My research so far has told me:

Up until Python 3.2 (including all 2.x branches), Python (at least CPython) bytecode (.pyc) files consisted of: a 4-byte magic number (2 bytes identifying the bytecode version, plus a constant 0d 0a used to detect corruption by reading or writing in text mode); a 4-byte timestamp; and a marshalled code object.
Python 3.3 added a 4-byte value after the timestamp representing the length in bytes of the corresponding source code file.
Python 3.7 implemented PEP 552, thereby adding 4 bytes (used as a single boolean flag) before the timestamp field (when set, the “timestamp” Is interpreted as a SipHash instead - incidentally, the corresponding link in the PEP is broken).

What I don’t understand is why the source-length field was added. The “What’s New in 3.3” doc tells me:

importlib.abc.SourceLoader.path_mtime() is now deprecated in favour of importlib.abc.SourceLoader.path_stats() as bytecode files now store both the modification time and size of the source file the bytecode file was compiled from.

While there are many other mentions of changes to the import process and bytecode format, this was the only thing I could find in the document that concretely describes a purpose for, or use of, the new field. I also don’t see a PEP describing the addition of this field.

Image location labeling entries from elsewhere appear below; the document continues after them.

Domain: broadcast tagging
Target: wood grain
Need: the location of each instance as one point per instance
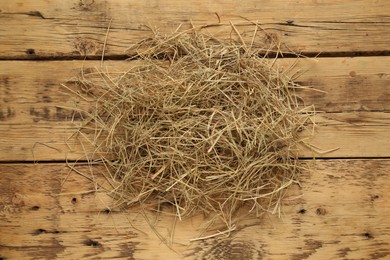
(34, 125)
(340, 212)
(77, 28)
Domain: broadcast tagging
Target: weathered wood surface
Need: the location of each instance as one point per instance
(355, 97)
(44, 29)
(341, 212)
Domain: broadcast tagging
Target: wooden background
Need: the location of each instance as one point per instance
(340, 212)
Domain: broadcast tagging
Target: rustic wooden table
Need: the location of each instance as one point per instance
(342, 209)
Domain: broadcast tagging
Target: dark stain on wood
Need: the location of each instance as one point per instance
(309, 249)
(230, 248)
(35, 208)
(321, 211)
(343, 252)
(30, 52)
(40, 231)
(86, 46)
(374, 197)
(5, 115)
(380, 254)
(367, 235)
(127, 250)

Surely it wasn’t added just so that importlib.abc.SourceLoader.path_stats() could exist and get both pieces of information in the same place?

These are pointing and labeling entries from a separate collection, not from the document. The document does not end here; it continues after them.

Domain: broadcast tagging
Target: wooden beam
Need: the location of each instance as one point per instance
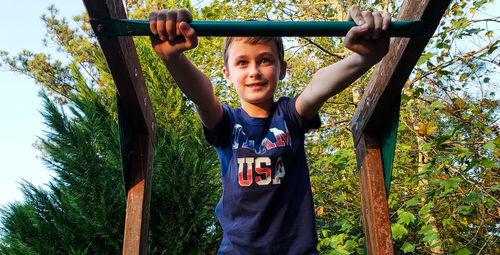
(137, 121)
(384, 89)
(373, 197)
(373, 116)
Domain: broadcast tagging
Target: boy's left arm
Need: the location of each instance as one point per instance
(368, 47)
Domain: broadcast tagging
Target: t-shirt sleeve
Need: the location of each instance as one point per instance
(220, 135)
(300, 122)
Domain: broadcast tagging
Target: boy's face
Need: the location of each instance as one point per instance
(254, 70)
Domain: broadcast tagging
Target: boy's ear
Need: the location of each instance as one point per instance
(227, 75)
(283, 70)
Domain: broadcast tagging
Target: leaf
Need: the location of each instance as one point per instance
(490, 145)
(447, 221)
(411, 202)
(425, 57)
(487, 163)
(465, 209)
(398, 230)
(437, 105)
(407, 247)
(406, 217)
(463, 251)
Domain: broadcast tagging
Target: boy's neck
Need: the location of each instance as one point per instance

In what contexts does this information actually matter?

jamestwebber · April 29, 2024, 12:06am

From the changelog:

I don’t know why that helps but maybe the bpo-13645 discussion would have details.

cameron · April 29, 2024, 9:35pm

Without having looked at the bpo, let me describe a scenario (which I’ve
invented out of whole cloth).

You want to know if the pyc’s bytecode is current so that you can avoid
remaking it. If you do that based just on the modification time of the
pyc and the source it is possible that a sufficiently rapid source
update will not be recognised as “new”, thus not invalidating the stored
byte code.

Imagine if you will some process which goes:

checkout some code revision, or just download some code, time X
compile the bytecode, time Y
update the code with a patch/diff, time Z

In a script (eg a build system), this could be quite fast.

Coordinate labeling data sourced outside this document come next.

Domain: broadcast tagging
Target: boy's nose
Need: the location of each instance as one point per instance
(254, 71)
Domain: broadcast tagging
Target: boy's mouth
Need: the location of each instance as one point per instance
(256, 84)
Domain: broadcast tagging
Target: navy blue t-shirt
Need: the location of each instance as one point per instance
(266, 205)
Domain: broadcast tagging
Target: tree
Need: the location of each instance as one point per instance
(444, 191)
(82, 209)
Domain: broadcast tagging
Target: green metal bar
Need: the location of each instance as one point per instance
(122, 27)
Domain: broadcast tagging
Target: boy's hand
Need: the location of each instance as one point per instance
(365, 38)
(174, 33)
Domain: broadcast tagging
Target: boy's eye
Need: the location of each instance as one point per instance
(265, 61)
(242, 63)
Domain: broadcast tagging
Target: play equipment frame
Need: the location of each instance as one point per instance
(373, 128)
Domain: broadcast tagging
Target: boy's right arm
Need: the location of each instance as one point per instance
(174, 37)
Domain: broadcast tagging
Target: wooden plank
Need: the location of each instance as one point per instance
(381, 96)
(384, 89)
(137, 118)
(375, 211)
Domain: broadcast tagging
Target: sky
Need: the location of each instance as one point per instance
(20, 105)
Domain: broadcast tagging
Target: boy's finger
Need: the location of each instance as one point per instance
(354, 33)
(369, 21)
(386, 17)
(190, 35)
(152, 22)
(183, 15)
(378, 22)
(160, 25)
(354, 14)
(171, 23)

If the patch is fast enough, the time Z will not be greater than Y as
stored in the filesystem timestamp, or in the 4-byte timestamp. And the
bytecode will not look out of date.

By including the file size the likelihood of this error is greatly
reduced.

Similarly, the rsync(1) comand has for many many years, possibly since
inception, used file (size,mtime) as a heuristic: if the local and
remote files have the same (size,mtime) then it does not examine their
contents for changes. This is very fast. When it’s correct.

WRT to low resolution timestamps, modern OSes and filesystems store a
fair bit of precision. But the rsync(1) man page mentions:

 --modify-window
     When comparing two timestamps, rsync treats the timestamps
     as being equal if they differ by no more than the modify-window
     value.  This is normally 0 (for an exact match), but you
     may find it useful to set this to a larger value in some
     situations.  In particular, when transferring to or from
     an MS Windows FAT filesystem (which represents times with
     a 2-second resolution), --modify-window=1 is useful (allowing
     times to differ by up to 1 second).

This is kind of the inverse problem: an option to make the rsync command
more likely to consider files the same with this quick heuristic.

Only last night I was refactoring a little content cache I use for
content checksums, and considering exactly this issue (in no small part
because I’ve used rsync for many years and knew of the above scenario),
and accordingly my default “is this cached value current” state function
is this:

 @staticmethod
 def stat_size_mtime(
     fspath: str, round_mtime=int, follow_symlinks=True
 ) -> dict:
   ''' Return the default cache state mapping.
       This function `stat`s the `fspath` and returns `{'size':st_size,'mtime':int(st_mtime)}`.
   '''
   st = os.stat(fspath) if follow_symlinks else os.lstat(fspath)
   return dict(st_size=st.st_size, st_mtime=round_mtime(st.st_mtime))

See the default rounding function round_mtime?

kknechtel · April 29, 2024, 10:53pm

Thanks, I think that makes a complete answer, then.